Reported ghosts in the City of Cripple Creek, CO
Haunted Hotels of Cripple Creek
Cripple Creek is full of ghost stories and hauntings. Want to stay in a haunted hotel in town, there are a few to choose from. Below are some of the most haunted hotels in Cripple Creek you can book on your visit to this haunted former mining town.
The Hotel St. Nicholas
Check-in at the Hotel St. Nicholas. Originally built as a hospital in 1898 for the prospectors and their families, it expanded and also catered to people who were mentally ill. It was closed when the population started dwindling.
Room 11 is considered a hotspot for paranormal occurrences, and investigators often book the room in the hopes of witnessing sightings. Two ladies who have checked in the room had more than their fill of fright. They decided to leave the TV when they slept because they were not comfortable being in a pitch-black room.
One of the women felt something sit on the bed near her legs, although she could not see anyone.

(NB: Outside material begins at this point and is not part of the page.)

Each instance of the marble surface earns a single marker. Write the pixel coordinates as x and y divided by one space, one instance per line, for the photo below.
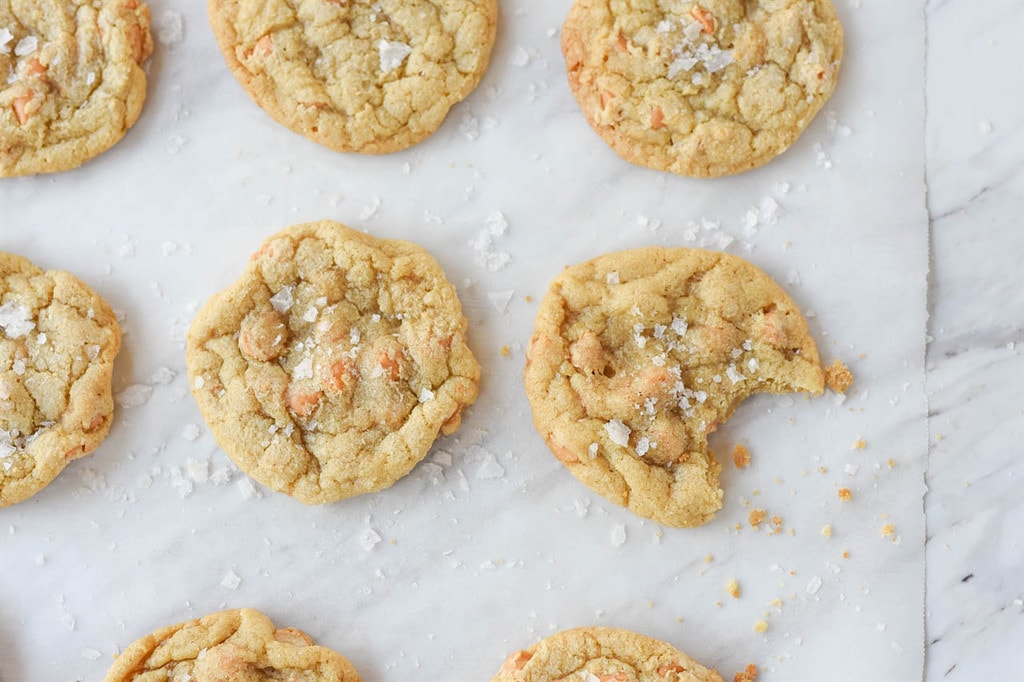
489 544
975 147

In the morning, her friend told her that she saw the figure of someone sitting near the bed, exactly where she had felt the presence. [Book a Room]
The Palace Hotel
The closed Palace Hotel & Casino was originally a wooden structure, that was built to be the town’s drug store in the early 1800s. It was later expanded to become a hotel as the gold rush swept through town. Tragedy hit in 1896 when a huge fire destroyed the building, and it was later rebuilt from brick that same year.
See also: Colorado’s Most Haunted Hotels
In the Palace Hotel, a woman with a nightgown has been frequently seen walking around and carrying a nightgown.
The ghost of the former owner Mrs. Kitty Chambers is known to frequent the hotel, supervising the business that she loved so dearly during her life. She died in room 3 in 1908.
The Imperial Hotel
The currently closed Imperial Hotel is another haunted hotel that was opened in 1896.
It was run by a man named George Long, who was married to his first cousin. They had a daughter named Alice, who was mentally disabled, and she was kept locked in an apartment next to the lobby.
This room is now the hotel’s Red Rooster Bar. It is believed that Alice, using an iron skillet, hither father on the head. George fell to his death in the basement. He can be seen and felt in the hotel today. He would play the slot machines at night, and the security guards have reported hearing him.
Maggie is the resident specter of the Colorado Grande, and she has been sighted numerous times. She looks like a 25-year-old girl, and she wears Victorian clothing. She can sometimes be heard singing, and her rise perfume also permeates the air.
Plans are afoot to renovate this historic building, though its use is not yet clear.
Hospitality House was originally a hospital known as Teller County Hospital, built in 1901. It was Cripple Creek’s second hospital, after Hotel St. Nicholas.
It was the largest and grandest hospital in the area, boasting several wards, a modern operating room, and a grand staircase. It survived many booms and busts through to the late 1950s and finally closed its doors in 1960 after it had been used for several years as a retirement home.
The current management are well aware of the hauntings of this historic building, but they are adamant there is only good energy here. Whether that’s the case or not, is up to you to decide.
Past guests have sleepless nights from unexplained sounds, and movement in their rooms. They have claimed the “energy” is most certainly not as the management state. Some state, it’s one of the most active spots in Cripple Creek.
History of Cripple Creek, Colorado
Cripple Creek was perceived to be unimportant back in the days, and it was actually considered nothing more than cattle pasture. However, in October 1890, a man named Robert miller Womack discovered a rich ore, and that was when the Colorado gold rush began. Prospectors started flocking to the region, and not long after, one of the largest gold strikes in history occurred.
By the 1900s, Cripple Creek, along with Victor, became an important mining community. During Cripple Creek’s heyday, many miners joined a union, and a significant strike took place in 1894. It was one of the rare times when the governor called out the national guard to protect the miners from violence against unions.
By the year 2005, the Cripple Creek district has produced more than 20 million troy ounces of gold. Today only small operations remain and most of the underground mines are idle. The current mining operation is now conducted by Cripple Creek and Victor Gold Mining Company. The mine operates all throughout the year and workers have a rotating night/day shift. There are now less than 500 employees.